Principal Investigators
Position Group Leader of the Laboratory of Cellular Biochemistry
Research fields Nuclear envelope, nuclear pore complex, membrane protein traffic, yeast ageing
  • Research Profile
  • Liesbeth Veenhoff received her PhD cum laude in 2001 from the University of Groningen, the Netherlands. Her PhD, with Bert Poolman, is on the mechanism of transport of sugars by a bacterial transport protein, and has provided her with a solid background in biochemistry and membrane biology. As a HFSP- fellow she moved to the laboratory of cellular biology of Michael Rout at the Rockefeller University in New York. Here, she worked in a collaborative effort to determine the architecture of the Nuclear Pore Complex of baker’s yeast. The intricate structure of this molecular machine fascinated, and the richness of the biology of nuclear transport impressed.
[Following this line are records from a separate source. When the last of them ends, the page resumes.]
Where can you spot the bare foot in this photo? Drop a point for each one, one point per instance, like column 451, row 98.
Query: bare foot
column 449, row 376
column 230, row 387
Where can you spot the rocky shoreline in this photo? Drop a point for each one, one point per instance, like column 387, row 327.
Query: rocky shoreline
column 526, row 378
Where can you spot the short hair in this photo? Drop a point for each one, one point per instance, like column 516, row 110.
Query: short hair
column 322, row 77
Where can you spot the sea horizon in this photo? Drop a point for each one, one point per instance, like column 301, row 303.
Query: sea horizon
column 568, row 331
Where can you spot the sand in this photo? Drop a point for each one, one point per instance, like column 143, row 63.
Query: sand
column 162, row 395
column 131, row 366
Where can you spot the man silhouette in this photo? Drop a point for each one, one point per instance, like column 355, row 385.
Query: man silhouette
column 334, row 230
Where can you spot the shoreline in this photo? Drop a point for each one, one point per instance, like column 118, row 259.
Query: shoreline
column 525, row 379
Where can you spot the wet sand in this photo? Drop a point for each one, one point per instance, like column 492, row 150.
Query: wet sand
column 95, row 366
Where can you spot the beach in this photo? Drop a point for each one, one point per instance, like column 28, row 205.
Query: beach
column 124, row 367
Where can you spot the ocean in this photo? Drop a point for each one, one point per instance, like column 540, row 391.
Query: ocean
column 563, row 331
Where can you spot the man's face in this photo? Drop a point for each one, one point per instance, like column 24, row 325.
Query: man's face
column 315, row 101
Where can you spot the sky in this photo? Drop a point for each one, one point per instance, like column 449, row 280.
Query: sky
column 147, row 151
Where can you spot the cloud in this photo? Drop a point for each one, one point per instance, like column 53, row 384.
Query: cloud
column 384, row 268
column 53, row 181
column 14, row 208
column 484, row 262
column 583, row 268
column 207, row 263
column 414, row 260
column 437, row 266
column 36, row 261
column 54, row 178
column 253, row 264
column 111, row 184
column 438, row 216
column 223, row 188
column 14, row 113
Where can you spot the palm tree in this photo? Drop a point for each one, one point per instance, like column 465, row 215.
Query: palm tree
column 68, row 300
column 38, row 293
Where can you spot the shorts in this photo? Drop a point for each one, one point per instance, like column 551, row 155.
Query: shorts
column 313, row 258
So, when moving back to the laboratory of Bert Poolman in 2003, she continued to work on the nuclear pore complex and nuclear envelope of yeast, first as a Veni and later as a Vidi fellow.

    Liesbeth Veenhoff is currently an associate​ professor at the UMCG. The role of nuclear transport in cellular aging, and in particular its function in regulating access to the inner membrane of the nuclear envelope, is the central interest of her lab at ERIBA.